July 2009 Forecast
By Michael Lynderey
July 3, 2009
Although it may not be obvious at first glance, July 2009 is looking like a strong month. Aside from the two big bruisers (Potter and the token CGI release), there are enough movies that have the potential to end up around, or even solidly over, the $100 million mark. There is also a higher than average concentration of family films competing for the same demographic - a sure sign of some bad scheduling decisions.
1) Harry Potter and the Half-Blood Prince (July 15th)
The Harry Potter films are becoming like this decade's version of the Friday the 13th series. They just won't stop making them (no letters, please; yes, I know there's some semblance of difference between the two). No matter how many times it looks like Potter is finally dead, they always bring him back for another go-around. Where did the last one - part 5, was it – leave off?
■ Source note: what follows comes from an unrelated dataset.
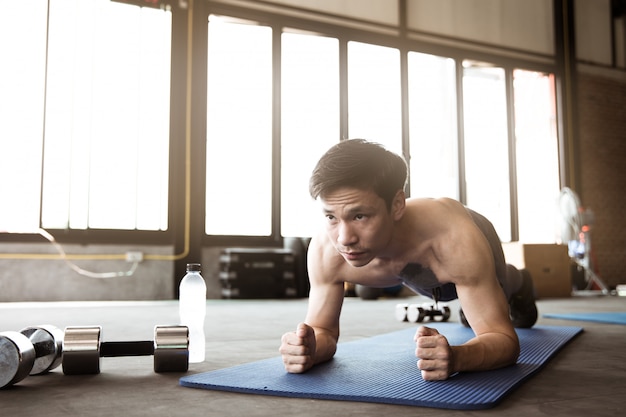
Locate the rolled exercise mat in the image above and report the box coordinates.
[180,323,582,410]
Was that the one where they accidentally resurrected Potter with a lightning bolt, and then had to spend the movie trying to drown him again in Hogwarts Lake? Or was that the one where he had to fight that pissed-off psychic teenage girl? Well, if Potter can survive that, I doubt he's going to have any trouble making it through whatever they have lined up for him this time. As long as the series fundamentals are the same - a bunch of horny teenagers, a lake, and the somehow-still alive Potter on the rampage again - this latest and decidedly needless entry will have no trouble raking in the cash. And if it's a success, I imagine we're going to get another sequel. Or two.
Opening weekend: $150 million five-day / Total gross: $292 million
2) Ice Age: Dawn of the Dinosaurs (July 1st)
The Ice Age series is like this decade's version of the Nightmare on Elm S... okay, I won't go there again. If I seem disgruntled, it's because this month has managed to pack in several of my least favorite subgenres. CGI franchisery, in particular, has gone haywire. The last Ice Age opened with $68 million and finished with $195 million. Thanks to the plump 4th of July opening slot, this one's going to end up even higher. A drawback is the sameness of the film - aside from a female version of Scrat (that little sabre-toothed squirrel), there don't appear to be any additions to the fray. In a sense, that's a strength (don't fix what isn't broken), but it's also a weakness. The kidmovie assault in the weeks following will probably hurt Ice Age's legs some, but it seems like an easy $200+ million grosser anyway.
Opening weekend: $95 million five-day / Total gross: $250 million
3) Funny People (July 31st)
Speaking of unfriendly subgenres - Funny People looks to be the definitive Apatow male-bonding movie of the year. For Seth Rogen, it's going to be a return to solid $100 million shores, after his solo disappointments Observe and Report and Zack and Miri. For Adam Sandler, it'll be yet another in a long, long line of three-digit grossers, though his last two films only just passed the $100 million mark. I maintain, in fact, that Sandler remains the second biggest movie star in North America (with Will Smith at #1) – other than Sandler and Smith, no actor has headlined a $100 million-grossing movie in every consecutive year since (and including) 2002. That very respectable chain isn't going to be broken anytime soon. Bottom line - the audiences that loved the 40 Year-Old Virgin and Knocked Up are certainly not going to be kept away from Apatow's third directorial effort, and the presence of Sandler is only going to up the ante.